Première version. Ange de la vengeance en blonde platine à frange, Bella se fait l’appât de David. Elle feint le malaise tandis que Theo lui subtilise la drogue pour lui injecter au moment où il s’apprête à répéter son viol dans les toilettes. Groggy, David erre dans la ville. Quand il s’effondre en pleine rue, elles le tuent, Theo l’étranglant avec la culotte verte qu’il avait gardée sur lui, pendant que Bella le frappe violemment au visage. Elle cache son cadavre sous son lit.

Deuxième version. Même feinte. Bella affronte David dans les toilettes : il entre dans une crise délirante où l’on comprend qu’il a dans son enfance été violé par un pédophile. Il lui demande pardon, Bella l’accueille dans sa chambre où son écoute empathique le désarme et le rend vulnérable. Quand la police vient pour l’arrêter, il panique, elle le prend dans ses bras et se met à pleurer.

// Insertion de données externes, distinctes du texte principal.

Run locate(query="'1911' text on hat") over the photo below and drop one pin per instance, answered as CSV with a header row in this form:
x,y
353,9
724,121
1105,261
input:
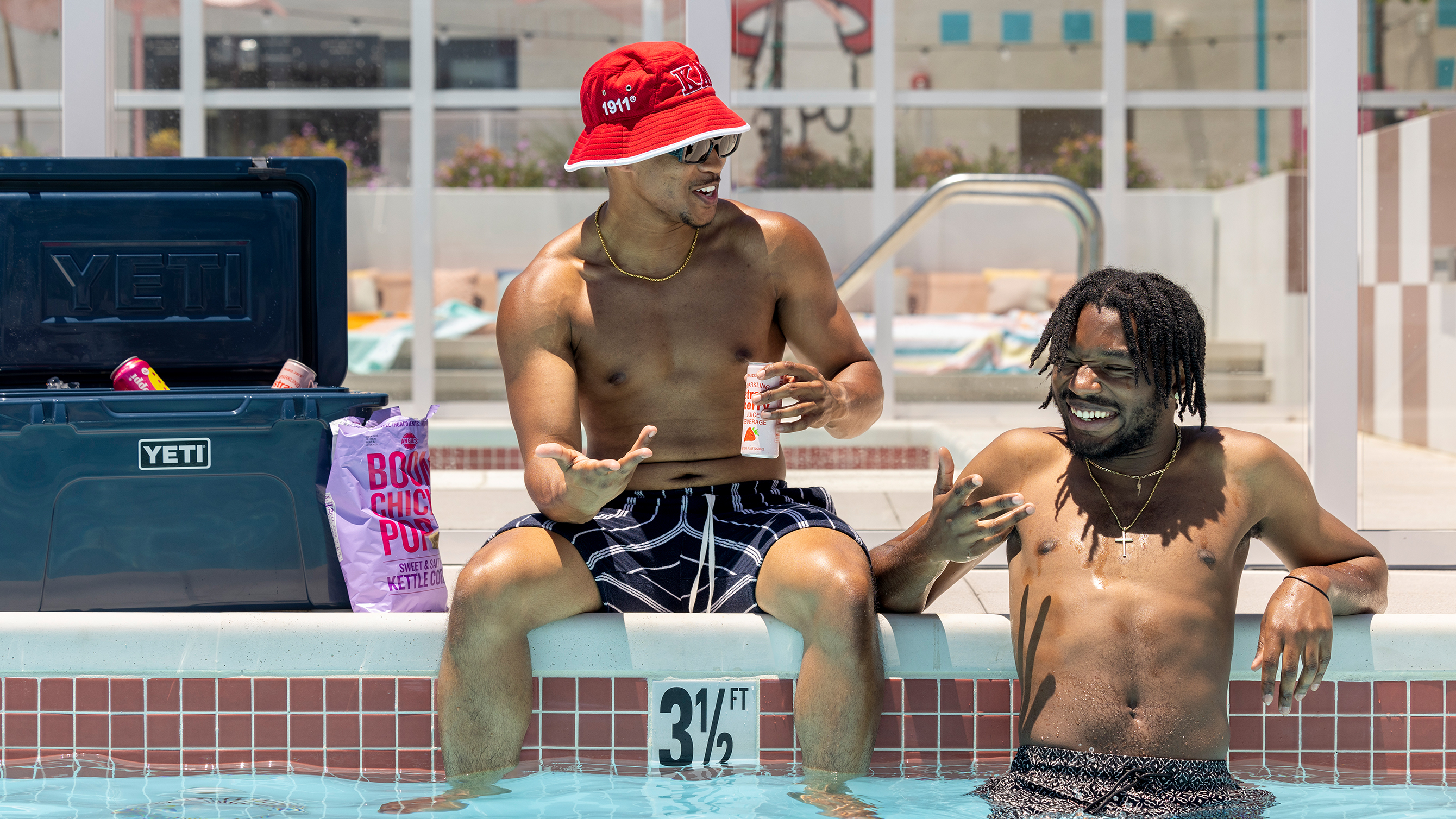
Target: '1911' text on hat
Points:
x,y
647,99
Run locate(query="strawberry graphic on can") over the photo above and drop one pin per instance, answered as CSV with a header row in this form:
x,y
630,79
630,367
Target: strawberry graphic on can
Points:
x,y
136,374
761,436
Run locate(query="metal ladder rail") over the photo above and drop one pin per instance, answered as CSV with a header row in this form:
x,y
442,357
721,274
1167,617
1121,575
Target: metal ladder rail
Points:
x,y
1005,188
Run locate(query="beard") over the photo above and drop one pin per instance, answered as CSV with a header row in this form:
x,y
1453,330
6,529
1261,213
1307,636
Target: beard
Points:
x,y
1139,428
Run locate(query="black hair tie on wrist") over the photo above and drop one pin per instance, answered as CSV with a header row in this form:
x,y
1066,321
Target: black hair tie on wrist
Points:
x,y
1308,584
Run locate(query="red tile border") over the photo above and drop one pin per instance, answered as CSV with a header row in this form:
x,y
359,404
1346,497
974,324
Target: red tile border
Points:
x,y
795,457
558,694
369,728
235,694
57,694
200,694
594,694
271,694
630,694
1427,697
306,694
378,694
164,696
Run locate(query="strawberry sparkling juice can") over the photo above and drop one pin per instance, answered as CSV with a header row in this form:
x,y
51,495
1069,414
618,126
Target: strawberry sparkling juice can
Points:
x,y
761,436
136,374
294,376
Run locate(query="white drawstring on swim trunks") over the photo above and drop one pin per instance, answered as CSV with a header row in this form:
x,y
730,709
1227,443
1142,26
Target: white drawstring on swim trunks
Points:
x,y
710,552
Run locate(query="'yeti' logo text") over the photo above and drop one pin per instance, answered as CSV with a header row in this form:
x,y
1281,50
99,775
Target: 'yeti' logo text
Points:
x,y
175,453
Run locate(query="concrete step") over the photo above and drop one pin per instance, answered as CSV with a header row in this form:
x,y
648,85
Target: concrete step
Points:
x,y
450,385
470,352
489,386
986,387
1234,357
480,352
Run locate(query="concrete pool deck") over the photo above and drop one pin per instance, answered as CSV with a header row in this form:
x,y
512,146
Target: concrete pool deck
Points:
x,y
880,504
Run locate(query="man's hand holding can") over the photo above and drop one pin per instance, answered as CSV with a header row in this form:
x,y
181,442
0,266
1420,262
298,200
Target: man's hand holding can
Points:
x,y
817,400
589,483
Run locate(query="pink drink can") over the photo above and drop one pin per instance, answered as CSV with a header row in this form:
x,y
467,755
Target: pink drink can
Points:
x,y
761,436
136,374
294,376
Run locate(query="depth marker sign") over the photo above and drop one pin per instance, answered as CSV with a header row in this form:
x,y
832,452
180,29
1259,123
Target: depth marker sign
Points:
x,y
702,723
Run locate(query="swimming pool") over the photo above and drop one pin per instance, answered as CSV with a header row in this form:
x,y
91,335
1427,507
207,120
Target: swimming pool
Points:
x,y
926,793
340,708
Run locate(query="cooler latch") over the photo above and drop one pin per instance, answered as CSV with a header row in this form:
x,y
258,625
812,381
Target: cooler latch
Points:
x,y
261,169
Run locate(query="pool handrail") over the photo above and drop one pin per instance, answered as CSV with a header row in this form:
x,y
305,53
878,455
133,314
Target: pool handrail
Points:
x,y
1008,188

Troisième version. Les rôles sont inversés : c’est Bella qui entreprend David et le conduit dans les toilettes, puis dans sa chambre. C’est elle qui le prend par-derrière, dans un échange consenti et mutuellement jouissif des positions de domination. Au matin, il se réveille amoureux, et c’est elle qui lui demande de partir.

Mais ces fins possibles sont toutes des parodies, où Bella joue à chaque fois une forme de féminité stéréotypée : fatale, maternante, virilisée. La véritable puissance ne réside dans aucune de ces variantes, mais dans la position de sujet narratif. Finalement, Bella va renoncer à réaliser ces scénarios, mais ce renoncement se fait au profit d’une compréhension supérieure de l’action. La grandeur de I May Destroy You, c’est d’avoir emprunté le genre du rape and revenge pour le mener à son terme, au point de transmutation où la muette vengeance cède la place à la parole.

La souffrance féminine n’est plus intériorisée, ou cantonnée à la relation duelle de vengeance avec le violeur. Dans Ms. 45, Thana est muette, elle n’a pu crier dans la rue où elle était agressée, et les hommes qui lui parlent prennent parfois son silence pour une simple marque d’attention féminine. Elle se réapproprie la violence masculine que symbolise l’arme à feu volée à son second violeur, avec laquelle elle va bientôt abattre soir après soir ceux qu’elle chasse. Elle porte du rouge à lèvres carmin pour sortir la nuit à la rencontre d’agresseurs potentiels, provoquant ceux qu’elle veut punir. Prisonnière de la « féminité » fabriquée par le désir masculin, elle n’a d’autre arme émancipatrice que la violence physique qu’elle retourne contre les hommes en même temps que les signes de féminité sexualisée qu’elle emprunte pour les capturer. Au contraire, l’arme de Bella, c’est le verbe. Au lieu du passage à l’acte meurtrier, c’est la parole qui devient l’action par excellence, l’acte illocutoire qui produit des effets de réalité dans la sphère publique. Lors de la convention organisée par son éditeur (S1E5), Bella se montre en public le crâne rasé, sans ses habituelles perruques, violette ou rose, se libérant de la « féminité » dans un processus de reféminisation alternative. Elle prend la parole pour dénoncer l’acte de Zain, détruit son nom devant les captures vidéo qui immortalisent sa fuite. Dans la dernière scène de la série, elle vient de publier le livre qui raconte son viol, et prend la parole dans une librairie. La matrice de la subjectivation féminine, c’est l’espace public, là où la parole se prend.

Dans Belladonna of Sadness d’Eiichi Yamamoto, Jeanne est victime du Seigneur qui s’arroge le droit de la violer au lendemain de son mariage, et de son épouse la Comtesse qui, jalouse de sa beauté, l’offre aux hommes de sa garde. Pactisant sexuellement avec le diable, elle se venge en diffusant le désir parmi les villageois qu’elle empoisonne de feuilles aphrodisiaques de belladone. Brûlée sur le bûcher, la mort de Jeanne coïncide avec son immortalisation dans la conscience féminine : son visage se multiplie soudain dans ceux des villageoises auxquelles elle insuffle son énergie, comme par une contagion de belladones pyrophiles. En 2020, Arabella est la nouvelle Belladonna. Sa sorcellerie moderne est le pouvoir du discours et du récit, où elle produit la vérité de notre temps. Elle transforme votre vie sans vous toucher.